From 11800c79a25c5cfc3345cbf8daafbcb62f19d220 Mon Sep 17 00:00:00 2001
From: Eric Charles <badass@stanford.edu>
Date: Mon, 20 May 2024 08:30:51 -0700
Subject: [PATCH] Issue/108/evaluator mods (#109)

* protect dist_to_point against hdf5_groupname being none

* fix variables names and allow usine allow_missing=True in run()

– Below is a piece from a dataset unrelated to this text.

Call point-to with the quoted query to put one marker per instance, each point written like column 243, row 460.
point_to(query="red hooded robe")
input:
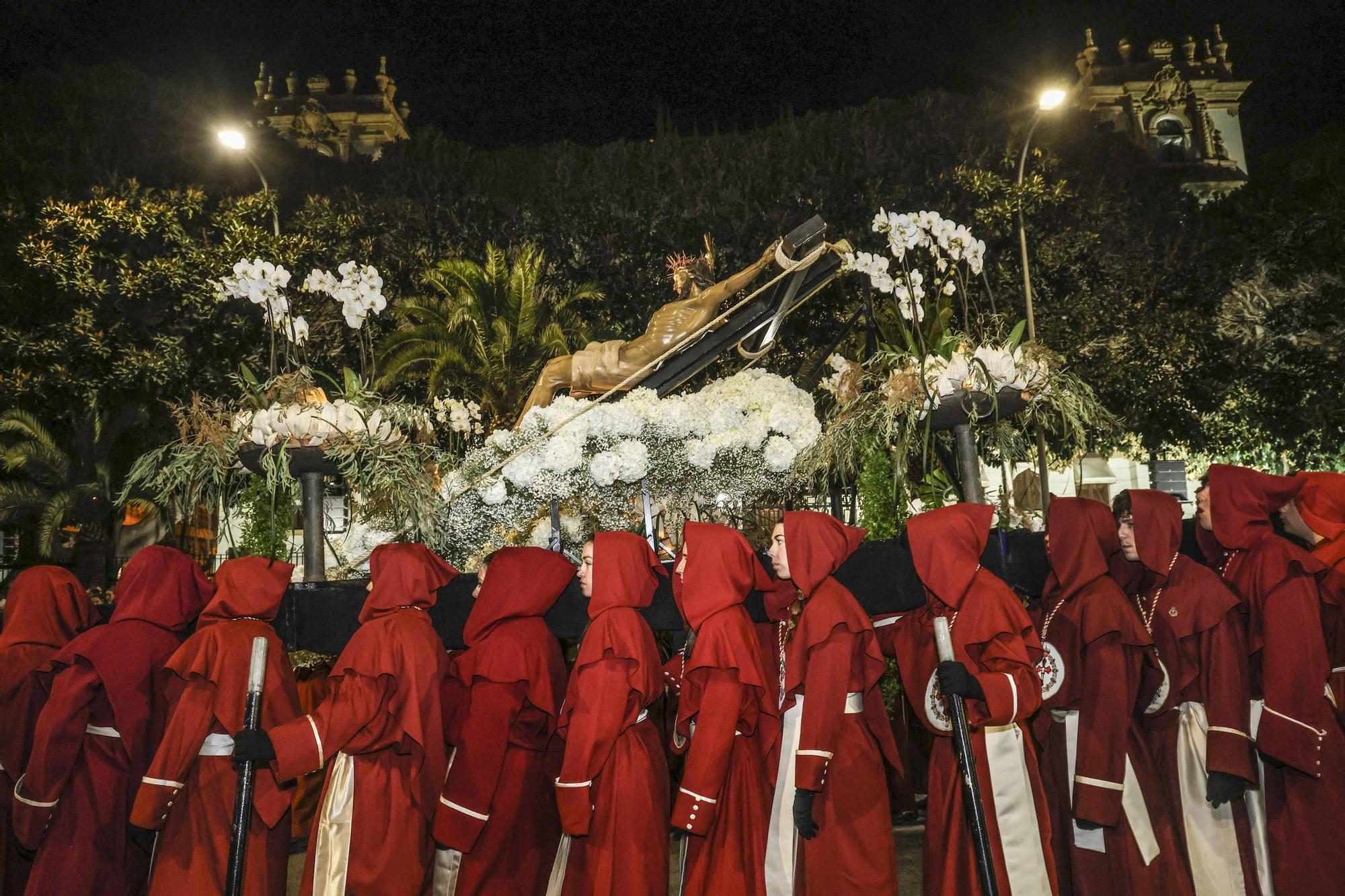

* add use of exclude_metrics and allow for multiple point estimates

* fix up unit test to account for setting limits

* protect metrics that don't take limits

* fix location of key definition to avoid using undefined variable
---
 .../evaluation/dist_to_point_evaluator.py     |  6 ++--
 src/rail/evaluation/evaluator.py              | 34 +++++++++++++------
 src/rail/evaluation/single_evaluator.py       | 19 ++++++-----
 tests/evaluation/test_evaluation.py           |  3 +-
 4 files changed, 39 insertions(+), 23 deletions(-)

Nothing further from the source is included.